On parle souvent de la nécessité de s’aimer soi-même comme si c’était quelque chose qui devrait présider tout naturellement à nos vies. En fait, la vérité est que les gens ne s’aiment pas. Personne ne s’aime. L’instinct de conservation fait illusion ici. On tient à sa peau, sans grand amour pour soi-même. La vanité, qui n’est pas non plus de l’amour de soi, a mauvaise presse, à tort. Elle n’est que la sensibilité attentive aux variations (à la hausse ou à la baisse) de notre position sociale. 

Les enfants dans la cour de l’école le savent bien. Celui qui se laisse moquer signale qu’il peut être impunément ridiculisé et se retrouve au bas de la hiérarchie. Il faut donc casser la figure de celui qui se moque de nous (et qui se récrie à ces mots ne comprend rien à la nature humaine). L'individu maladroit, brusque ou désagréable ignore qu'il faut (se) masquer le jeu de ses instincts - qui, eux, jouent un jeu sérieux et ne blaguent pas.

« … l’injonction qui consiste à aimer autrui comme soi-même […] est trop contraire à la nature humaine pour être sincèrement obéie par le vulgaire, qui n’aimera jamais que soi, et ne convient nullement au sage, qui ne s’aime pas particulièrement soi-même. » Marguerite Yourcenar, Mémoires d’Hadrien, 1958, Gallimard, coll. « Folio », no 921, p. 240.

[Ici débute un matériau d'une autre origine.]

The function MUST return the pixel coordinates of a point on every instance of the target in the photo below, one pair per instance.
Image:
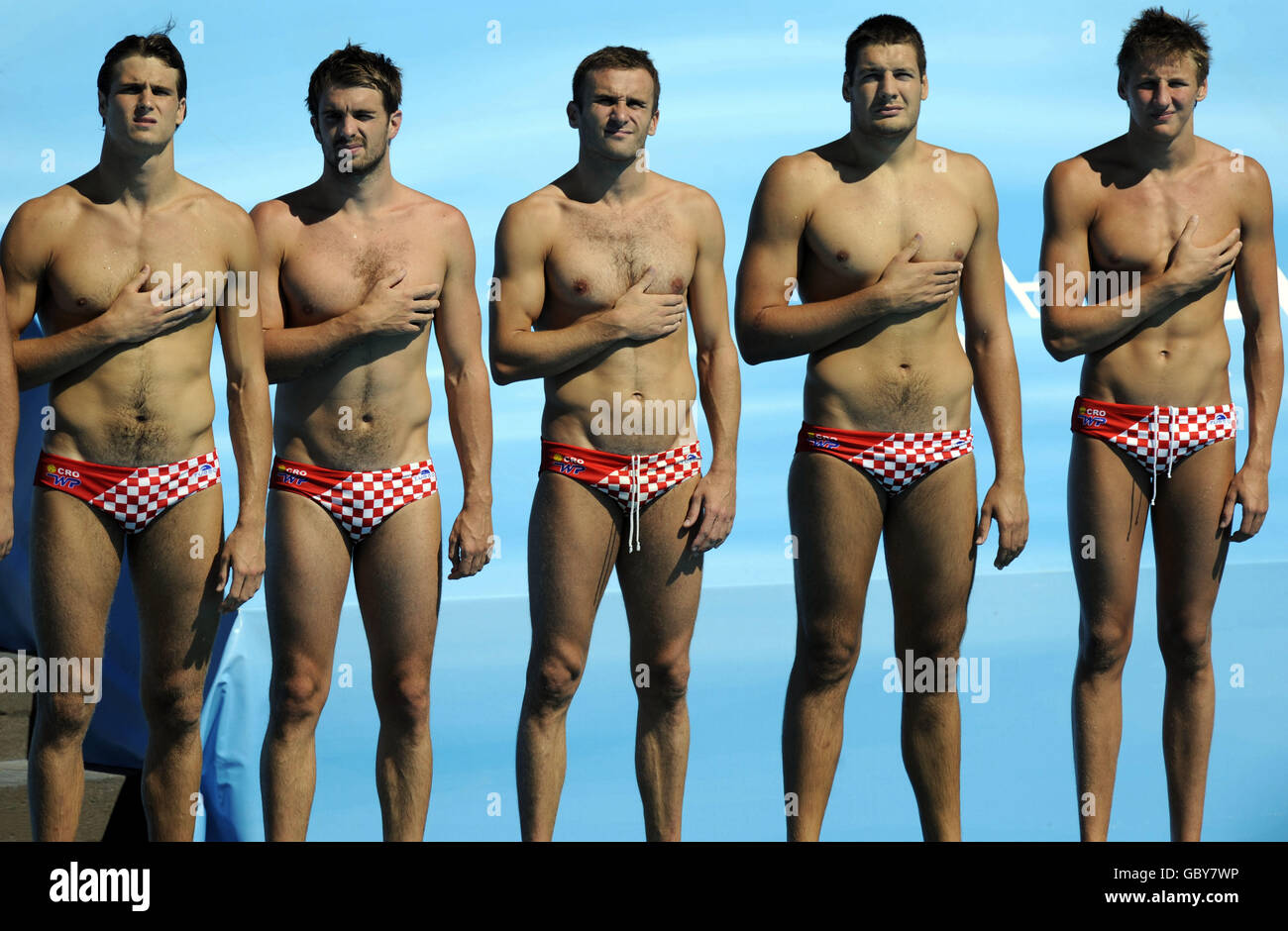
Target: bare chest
(595, 260)
(855, 231)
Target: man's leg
(397, 570)
(1108, 509)
(75, 562)
(172, 569)
(308, 571)
(574, 537)
(930, 558)
(1190, 550)
(660, 587)
(836, 514)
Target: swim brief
(630, 480)
(360, 501)
(896, 460)
(134, 496)
(1154, 436)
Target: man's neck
(138, 180)
(1160, 155)
(355, 192)
(609, 180)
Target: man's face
(353, 128)
(885, 90)
(142, 107)
(1160, 94)
(616, 115)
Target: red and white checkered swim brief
(134, 496)
(1154, 436)
(630, 480)
(896, 460)
(360, 501)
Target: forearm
(1077, 330)
(719, 386)
(997, 387)
(250, 428)
(782, 331)
(292, 352)
(40, 361)
(469, 415)
(1263, 376)
(544, 353)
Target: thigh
(930, 558)
(1189, 544)
(75, 563)
(397, 570)
(575, 535)
(172, 569)
(661, 582)
(836, 514)
(304, 584)
(1108, 510)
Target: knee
(297, 697)
(1186, 644)
(63, 717)
(825, 661)
(1103, 646)
(552, 684)
(662, 681)
(402, 698)
(172, 706)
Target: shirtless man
(357, 269)
(110, 262)
(881, 232)
(8, 437)
(595, 270)
(1171, 215)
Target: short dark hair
(614, 56)
(1157, 34)
(356, 67)
(884, 30)
(153, 46)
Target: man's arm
(469, 411)
(768, 327)
(1254, 277)
(249, 423)
(997, 377)
(1072, 329)
(8, 434)
(717, 380)
(519, 352)
(391, 305)
(136, 316)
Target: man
(881, 231)
(593, 274)
(1171, 215)
(129, 464)
(356, 268)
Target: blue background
(1018, 85)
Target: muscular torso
(1180, 356)
(146, 403)
(366, 408)
(596, 254)
(906, 372)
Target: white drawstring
(632, 530)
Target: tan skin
(356, 271)
(129, 381)
(1185, 214)
(595, 270)
(8, 437)
(877, 325)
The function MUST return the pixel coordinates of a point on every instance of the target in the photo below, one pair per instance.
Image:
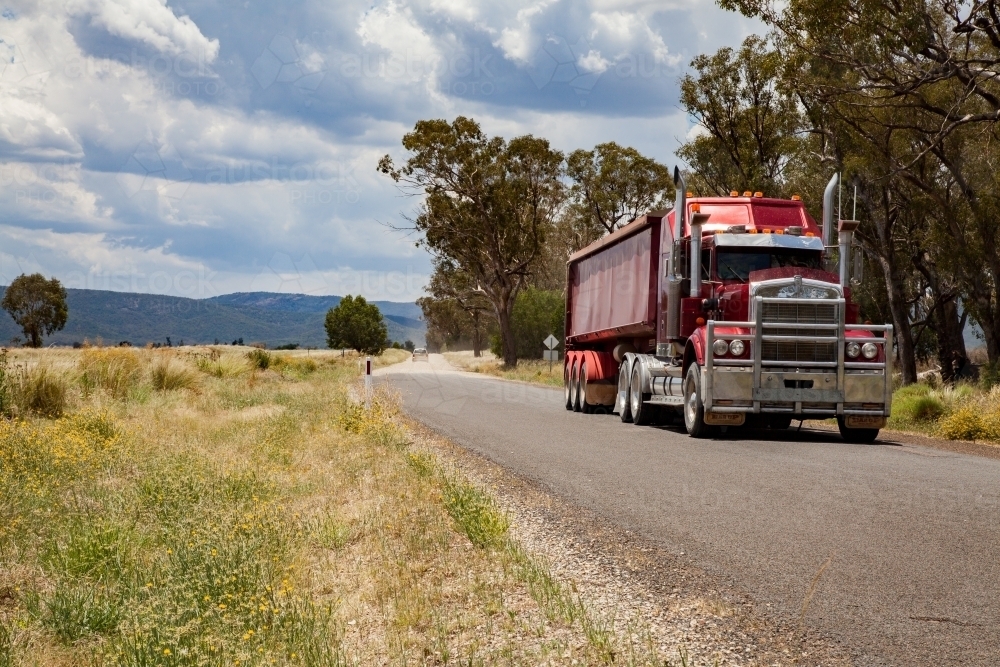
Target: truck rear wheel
(694, 409)
(575, 388)
(624, 381)
(585, 407)
(642, 414)
(856, 434)
(567, 385)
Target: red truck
(724, 311)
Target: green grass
(263, 518)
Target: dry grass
(527, 370)
(264, 519)
(169, 374)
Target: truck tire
(694, 409)
(575, 388)
(585, 407)
(856, 434)
(567, 385)
(642, 414)
(624, 381)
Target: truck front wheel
(856, 434)
(624, 381)
(694, 409)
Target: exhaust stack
(680, 209)
(845, 238)
(831, 189)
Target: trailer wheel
(568, 384)
(856, 434)
(585, 407)
(575, 388)
(642, 414)
(694, 409)
(624, 383)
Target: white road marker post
(368, 382)
(550, 354)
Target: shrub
(227, 366)
(476, 514)
(989, 375)
(116, 370)
(963, 424)
(537, 313)
(259, 358)
(918, 408)
(169, 375)
(42, 392)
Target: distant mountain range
(256, 317)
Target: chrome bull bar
(767, 390)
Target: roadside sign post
(368, 382)
(550, 354)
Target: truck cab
(750, 320)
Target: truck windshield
(737, 264)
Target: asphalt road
(911, 533)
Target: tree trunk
(504, 315)
(477, 335)
(952, 355)
(900, 320)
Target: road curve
(912, 534)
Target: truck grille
(800, 313)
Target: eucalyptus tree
(487, 205)
(613, 185)
(751, 125)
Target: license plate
(725, 418)
(865, 421)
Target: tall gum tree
(487, 205)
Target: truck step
(665, 400)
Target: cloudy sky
(202, 147)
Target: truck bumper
(805, 393)
(859, 391)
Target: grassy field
(527, 370)
(225, 506)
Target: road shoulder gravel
(642, 588)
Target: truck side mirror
(858, 262)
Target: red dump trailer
(724, 311)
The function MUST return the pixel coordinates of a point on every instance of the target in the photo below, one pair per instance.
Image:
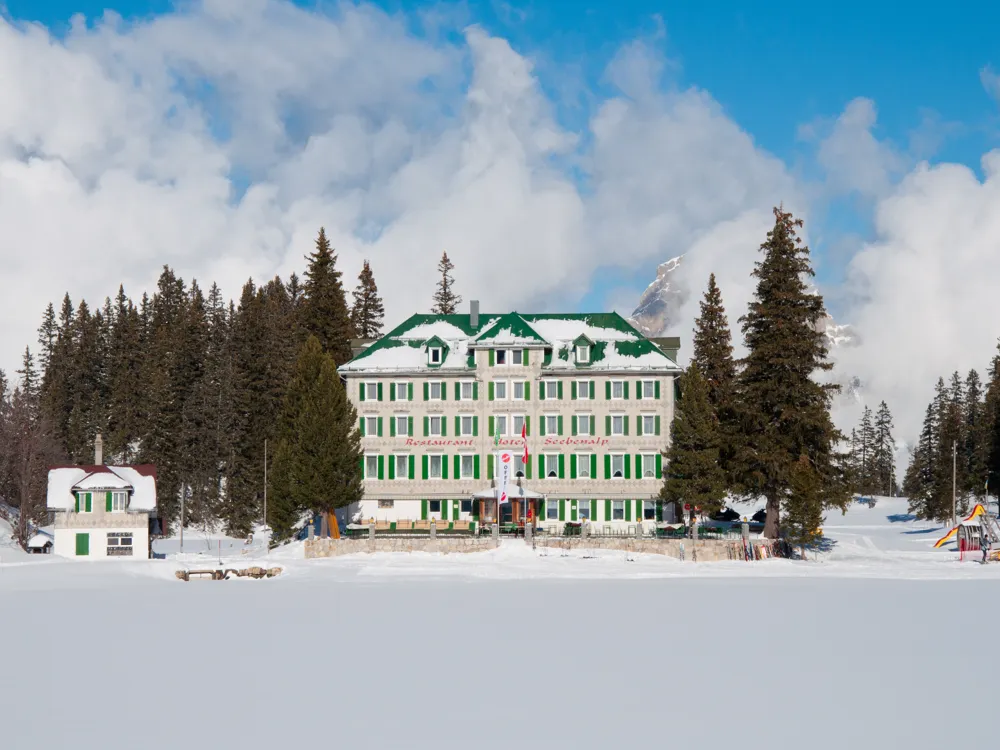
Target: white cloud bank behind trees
(218, 138)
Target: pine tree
(786, 413)
(324, 307)
(318, 455)
(446, 302)
(368, 311)
(694, 474)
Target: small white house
(102, 511)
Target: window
(551, 424)
(118, 502)
(434, 425)
(648, 424)
(617, 424)
(465, 424)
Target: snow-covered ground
(867, 646)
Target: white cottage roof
(63, 480)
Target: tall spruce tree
(785, 411)
(694, 473)
(367, 312)
(446, 302)
(324, 310)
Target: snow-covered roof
(616, 344)
(63, 480)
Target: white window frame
(621, 388)
(430, 465)
(461, 425)
(619, 416)
(430, 390)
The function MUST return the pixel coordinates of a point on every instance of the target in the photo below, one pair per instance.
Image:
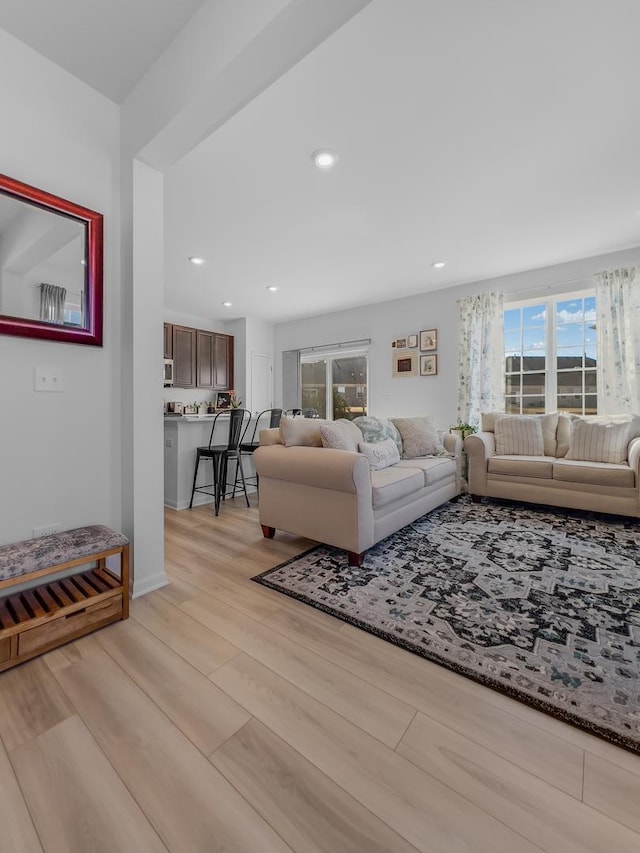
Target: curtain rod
(562, 283)
(340, 345)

En cherchant au fond de soi, on trouve peu de raison de s’aimer. Il n’y a d’ailleurs aucun fond à la nature humaine ; comme la cible qui ne se laisse jamais toucher parce qu’il reste toujours une moitié du trajet à franchir avant de l’atteindre, notre fond est inaccessible – en plus d’être illusoire. Parce qu’il fait noir au fond de nous on imagine qu’on y verrait s’il y avait de la lumière ; la lumière s’épuiserait à atteindre les limites de ce vide. Mis à part nos instincts, réflexes, habiletés, que sommes-nous ? Les autres me donnent une impression convaincante de réalité ; pour moi-même, le scepticisme me semble de mise.

« L’homme parfait, chez les païens, était la perfection de l’homme tel qu’il est ; l’homme parfait des chrétiens, la perfection de l’homme tel qu’il n’est pas ; l’homme parfait des bouddhistes, la perfection d’un état où il n’y a pas d’homme. » Fernando Pessoa, Le livre de l’intranquilité, trad. Françoise Laye, Christian Bourgeois éditeur, 1988, fragment no 134, p. 230.

L’amour de soi, devoir imposé à une humanité telle qu’elle ne sera jamais.